Do we need thegraph.com on IC? Indexing, querying and caching of advanced queries needed

kristofer · July 9, 2024, 8:33pm

Imagine your canister stores a list of objects in stable memory:

struct User {
  id: [u8; 12],
  name: String,
  age: u8,
  registeration_date: u64,
  active: bool
}

Your main index is based on the id and stored in a StableBTreeMap. Then, you realise you need to list users based on registration_date. So, you add an index, a Log or perhaps another map. But… doing some more wireframes you realise you need the following:

Show all active users with an age over 18 sorted by name. And oh, you have 10K users, so it would be good to do some pagination of the query results. Searching would be nice as well.

Now, adding another index isn’t enough.

I’d be interested to hear if someone has any good ideas how to solve patterns like this? It would be easy to dismiss the whole thing, saying that the core canister of an app should not handle arbitrary queries like this. It would risk bloating core canisters. Core canisters should resemble smart contracts and not be built for the frontend performance/UX needs. But if the core canisters doesn’t handle those queries, then who?

One option would be to add “indexing/query canisters” to the project. Using some pubsub setup, those canisters would stay up to date with the core canisters and then expose graphql endpoints on the http interface or something. This sounds like a lot of work.

If we were building an ETH application, the frontend would be hosted on Vercel and queries would be made possible by creating indexes on https://thegraph.com. Next.js, running on Vercel would also cache queries, allowing for loads of traffic if needed.

Is someone building “The Graph” for IC?

skilesare · July 10, 2024, 12:33am

Yesish.

Component 1: ICRC3 Logs → output your data
Component 2: EventUtility → pubsub the log to an indexing canister
Component 3: CanDB that speaks ICRC3 and indexes everything → a few iterations laying around.

We have a few key pieces to pull together, but the hope is that it will be as easy as using an ICRC3 component like GitHub - PanIndustrial-Org/icrc3.mo: ICRC3 in motoko, make sure you have an indexing canister that has a subscription and that the rest will “just work”.

kristofer · July 10, 2024, 7:22am

Not sure I follow 100%, but I’ll try to interpret. Are you saying that:

If canisters output their logs in some standardised format (ICRC3), those logs can be subscribed to by an indexing canister. That indexing canister runs CanDB (or some other IC adapted database tech) to make the data queryable.

Something like this:

This would be a great setup. But so far, none of the components exist, right? Other than at the drawing board.

Pieces yet to be built/defined:

The standardised log format
The pubsub mechanism
The db to index the data
The graphql (or other) engine to process incoming queries

A project that wants to offer a good user experience either have to custom build all this for their project or resort to Web2 indexing solutions.

Web2 indexing, I believe, currently is the easiest way forward. And in terms of decentralisation, it is ok. We need to think in terms of “appropriate decentralisation”. If you host your IC project frontend on Vercel and a read only copy of your data on Supabase, is that an issue as long as you provide links/proofs back to the source of truth in the canister?

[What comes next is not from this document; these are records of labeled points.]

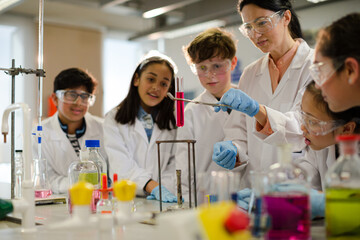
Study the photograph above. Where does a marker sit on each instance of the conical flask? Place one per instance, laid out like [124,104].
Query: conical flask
[286,199]
[342,190]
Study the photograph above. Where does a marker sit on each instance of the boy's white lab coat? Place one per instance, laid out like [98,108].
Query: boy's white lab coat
[205,126]
[132,156]
[255,81]
[58,151]
[316,164]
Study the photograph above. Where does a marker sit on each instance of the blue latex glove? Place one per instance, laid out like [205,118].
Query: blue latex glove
[166,195]
[225,154]
[240,101]
[244,198]
[317,199]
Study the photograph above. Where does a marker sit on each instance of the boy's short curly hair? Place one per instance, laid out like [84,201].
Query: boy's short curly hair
[213,42]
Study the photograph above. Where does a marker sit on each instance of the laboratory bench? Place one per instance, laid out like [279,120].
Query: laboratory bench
[54,213]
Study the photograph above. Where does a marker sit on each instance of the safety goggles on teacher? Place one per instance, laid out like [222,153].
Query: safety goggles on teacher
[261,25]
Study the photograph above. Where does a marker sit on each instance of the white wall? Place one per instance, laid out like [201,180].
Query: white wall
[310,19]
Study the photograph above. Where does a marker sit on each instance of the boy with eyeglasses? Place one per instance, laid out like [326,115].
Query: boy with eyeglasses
[211,56]
[64,133]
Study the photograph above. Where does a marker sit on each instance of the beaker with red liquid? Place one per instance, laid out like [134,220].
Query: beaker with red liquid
[179,93]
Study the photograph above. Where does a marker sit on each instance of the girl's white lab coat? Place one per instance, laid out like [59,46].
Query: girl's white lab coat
[205,126]
[255,81]
[58,151]
[316,164]
[132,156]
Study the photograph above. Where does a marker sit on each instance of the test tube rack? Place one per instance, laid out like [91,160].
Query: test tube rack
[188,141]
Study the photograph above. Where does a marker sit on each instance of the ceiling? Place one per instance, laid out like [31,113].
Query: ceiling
[125,16]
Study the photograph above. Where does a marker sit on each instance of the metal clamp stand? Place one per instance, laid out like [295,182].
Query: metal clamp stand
[14,72]
[189,167]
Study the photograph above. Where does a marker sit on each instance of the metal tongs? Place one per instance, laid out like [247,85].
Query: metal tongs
[196,102]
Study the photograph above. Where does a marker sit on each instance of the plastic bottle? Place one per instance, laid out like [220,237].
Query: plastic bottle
[286,199]
[41,184]
[342,209]
[125,191]
[87,171]
[19,173]
[104,205]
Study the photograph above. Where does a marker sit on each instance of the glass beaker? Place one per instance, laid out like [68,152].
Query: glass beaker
[179,93]
[259,218]
[41,184]
[287,199]
[342,190]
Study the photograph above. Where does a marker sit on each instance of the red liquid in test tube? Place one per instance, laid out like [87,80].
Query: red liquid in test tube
[179,104]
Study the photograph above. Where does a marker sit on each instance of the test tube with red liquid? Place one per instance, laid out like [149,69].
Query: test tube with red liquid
[179,88]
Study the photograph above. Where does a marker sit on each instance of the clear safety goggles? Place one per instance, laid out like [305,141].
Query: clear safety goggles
[321,72]
[261,25]
[216,68]
[318,127]
[71,96]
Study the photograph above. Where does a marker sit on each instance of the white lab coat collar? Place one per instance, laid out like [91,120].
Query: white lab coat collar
[300,56]
[141,131]
[57,135]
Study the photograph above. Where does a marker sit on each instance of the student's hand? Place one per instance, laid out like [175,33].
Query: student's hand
[244,198]
[240,101]
[225,154]
[317,199]
[166,195]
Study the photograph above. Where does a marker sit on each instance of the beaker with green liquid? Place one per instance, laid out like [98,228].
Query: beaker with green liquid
[342,210]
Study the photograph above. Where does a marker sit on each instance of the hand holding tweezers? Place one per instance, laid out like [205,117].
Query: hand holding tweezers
[196,102]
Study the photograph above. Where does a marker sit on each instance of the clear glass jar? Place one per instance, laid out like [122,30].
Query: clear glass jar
[41,183]
[286,199]
[88,171]
[342,190]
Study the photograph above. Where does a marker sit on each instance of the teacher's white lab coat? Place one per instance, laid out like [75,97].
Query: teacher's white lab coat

This could look something like this:

The reason I am poking at this now is that I am at a cross road with my project C–ATTS. I need to decide how to proceed. I need to support text searches on multiple fields as well as indexing on a few fields. So, I need to make a choice to either stick with an IC maxi architecture or go with a more heretical mix of IC and Web2 components.

Does anyone know how Open Chat or DSCVR have structured their apps? They do support freeform search etc.

I’d be curious to hear some thoughts from @lastmjs on this topic. Could Azle be part of the solution?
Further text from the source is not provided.